Bishop Kemme said the annual Mass is important to him because it shines a light on matrimony, an institution vital for the wellbeing of our culture, the church, and the world.

“And so, as I want and feel compelled to do each year, my very first words to all of you today is thank you! Thank you for celebrating with us a significant milestone in your married life.

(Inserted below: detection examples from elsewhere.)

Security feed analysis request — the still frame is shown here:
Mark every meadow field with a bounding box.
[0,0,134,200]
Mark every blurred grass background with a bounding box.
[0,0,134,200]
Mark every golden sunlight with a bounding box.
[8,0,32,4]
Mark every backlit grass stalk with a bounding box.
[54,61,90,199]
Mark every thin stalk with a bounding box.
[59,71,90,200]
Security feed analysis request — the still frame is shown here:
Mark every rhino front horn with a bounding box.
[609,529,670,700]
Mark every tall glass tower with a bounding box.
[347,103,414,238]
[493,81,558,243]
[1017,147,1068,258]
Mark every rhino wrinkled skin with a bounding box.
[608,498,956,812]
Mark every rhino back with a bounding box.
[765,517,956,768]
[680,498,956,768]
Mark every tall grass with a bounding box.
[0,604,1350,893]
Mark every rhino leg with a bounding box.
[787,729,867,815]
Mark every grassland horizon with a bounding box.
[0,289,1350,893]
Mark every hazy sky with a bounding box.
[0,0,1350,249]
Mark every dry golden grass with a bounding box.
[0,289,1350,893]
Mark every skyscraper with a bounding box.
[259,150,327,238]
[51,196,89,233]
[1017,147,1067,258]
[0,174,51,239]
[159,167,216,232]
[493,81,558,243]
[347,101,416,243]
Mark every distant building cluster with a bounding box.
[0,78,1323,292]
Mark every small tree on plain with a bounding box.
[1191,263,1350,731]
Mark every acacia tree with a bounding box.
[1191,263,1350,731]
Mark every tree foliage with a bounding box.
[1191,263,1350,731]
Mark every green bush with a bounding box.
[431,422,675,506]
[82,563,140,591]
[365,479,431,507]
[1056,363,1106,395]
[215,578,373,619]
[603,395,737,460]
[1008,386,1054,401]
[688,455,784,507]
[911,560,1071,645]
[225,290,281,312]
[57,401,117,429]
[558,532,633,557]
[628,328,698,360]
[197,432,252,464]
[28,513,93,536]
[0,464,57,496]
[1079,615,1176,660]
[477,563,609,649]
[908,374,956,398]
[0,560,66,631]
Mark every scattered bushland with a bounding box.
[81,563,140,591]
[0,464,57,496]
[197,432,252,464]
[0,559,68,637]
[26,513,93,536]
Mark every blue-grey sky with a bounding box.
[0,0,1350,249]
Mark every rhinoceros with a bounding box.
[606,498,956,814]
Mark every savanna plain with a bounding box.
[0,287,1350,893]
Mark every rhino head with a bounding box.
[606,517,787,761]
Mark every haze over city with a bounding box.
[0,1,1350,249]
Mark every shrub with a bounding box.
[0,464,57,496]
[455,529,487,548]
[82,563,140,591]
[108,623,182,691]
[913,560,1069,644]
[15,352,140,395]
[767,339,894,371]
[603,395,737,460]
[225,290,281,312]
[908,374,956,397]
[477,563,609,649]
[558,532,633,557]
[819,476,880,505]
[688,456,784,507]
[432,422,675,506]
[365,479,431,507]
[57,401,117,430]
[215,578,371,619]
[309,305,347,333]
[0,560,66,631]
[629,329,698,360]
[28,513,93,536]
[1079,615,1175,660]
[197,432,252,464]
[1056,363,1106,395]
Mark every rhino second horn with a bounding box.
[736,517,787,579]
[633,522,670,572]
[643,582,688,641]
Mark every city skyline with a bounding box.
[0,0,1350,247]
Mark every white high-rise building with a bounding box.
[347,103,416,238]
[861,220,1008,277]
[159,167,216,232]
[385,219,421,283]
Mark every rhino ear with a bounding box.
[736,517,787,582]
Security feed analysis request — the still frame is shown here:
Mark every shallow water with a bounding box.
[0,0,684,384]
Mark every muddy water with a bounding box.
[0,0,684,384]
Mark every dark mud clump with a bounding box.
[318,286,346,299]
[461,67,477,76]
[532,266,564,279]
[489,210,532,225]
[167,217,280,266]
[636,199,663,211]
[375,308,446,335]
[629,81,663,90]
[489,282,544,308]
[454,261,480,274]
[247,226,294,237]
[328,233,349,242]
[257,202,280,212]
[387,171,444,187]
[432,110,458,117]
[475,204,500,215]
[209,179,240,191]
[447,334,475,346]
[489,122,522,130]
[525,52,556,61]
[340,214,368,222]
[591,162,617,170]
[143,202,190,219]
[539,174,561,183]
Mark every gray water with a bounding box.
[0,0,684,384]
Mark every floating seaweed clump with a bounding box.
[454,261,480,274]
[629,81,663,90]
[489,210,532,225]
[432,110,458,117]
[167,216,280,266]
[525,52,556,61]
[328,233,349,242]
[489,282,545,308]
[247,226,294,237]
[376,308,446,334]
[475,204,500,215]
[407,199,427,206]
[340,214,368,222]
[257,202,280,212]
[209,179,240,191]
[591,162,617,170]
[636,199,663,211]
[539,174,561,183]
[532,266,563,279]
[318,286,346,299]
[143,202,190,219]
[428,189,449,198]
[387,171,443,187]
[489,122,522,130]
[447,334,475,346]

Thank you for your courage, perseverance, and steadfastness in living out the vows you gave as a gift of self when you promised to love your spouse until death parts you in the life-giving sacrament of Christian marriage.”

Couples are blessings to the world

He told the couples they are blessings to their families, their parishes, to the diocese, to society, the church, and the world.

“We pray for your continued observance and perseverance in this essential union, reflecting the union of Christ to his bride the church and we pray that God willing, with good health, much joy and deep satisfaction you will continue to walk together on this road less traveled until the day you find your journey’s end in God’s kingdom of heaven.”

Bishop Kemme delivered the wedding anniversary homily from his cathedra.

Referring to the first reading, Bishop Kemme reflected on God’s generosity which included rich food and choice wines.

“I enjoy a glass of wine from time to time, but know very little about what makes wine good, except for the fact that wine gets better with age,” he said. “How symbolic this is for Christian marriage. Your marriage, like a good wine, gets better and better with the passing of years.”

Couples should thank God for allowing their vocations to be enhanced over time, Bishop Kemme said. “And so I say, be for us, the choice, pure wine of which Isaiah speaks in today’s first reading.”

Referring to the Gospel reading about the Kingdom of Heaven, the bishop said the king in the story prepares a wedding feast for his son, but the invited guests refuse to come and messengers are mistreated. So, those in the streets are gathered to fill the hall.

‘Dress’ for heaven

“But even as the wedding feast began, the king found someone not properly dressed and had them rather unceremoniously dismissed, for we must see that many are invited, but few are chosen.”

The king’s judgment is perplexing but is important to consider in our journies, Bishop Kemme said.

“Are we among those simply invited to a feast that we could very well ignore or dismiss, or have we been chosen to live the faith in a way that is all in, or put another way, one in which we are fully engaged, fully alive as missionary disciples of Jesus Christ?”

Many are invited to live out their discipleship through marriage,” he said, “but few, it seems, choose to fully engage or complete their commitments by taking the mysterious and challenging road less traveled. You are among those few, chosen for and who have chosen this vocational witness of marriage.”

Looking out at the couples the bishop said they are a witness to God’s love, adorned with the wedding garments of virtue, commitment, dedication.

May God continue to bless you

“You have accepted the invitation to the wedding of the Lamb and are daily participating in that wedding feast by the proper attire of fidelity, permanence, openness to life, mutual respect, and heartfelt love,” the bishop said. “For this, God blesses you abundantly, and may he continue to do so all the days of your life.”

Jesus was a frequent wedding guest and used wedding analogies to relate the Kingdom of God, he said. “You live out this mystery day by day in our midst. Please know of our prayers for you, for the commitment you have made is not easy to keep; the perseverance it requires is a great challenge in a world and culture that wants everything immediately and is not prepared or interested necessarily in long term commitments.”

God must be pleased with the milestones you have reached, he said.

“How grateful you are today for the untold graces he has extended to you all along the road, this road less traveled, this road taken that has made for you and those like you, all the difference,” he said. “Happy anniversary and may God continue to walk with you on your journey to the Kingdom of Heaven.”

Sixty-five couples registered for the socially-distanced event. They were given cupcakes and roses after the Mass.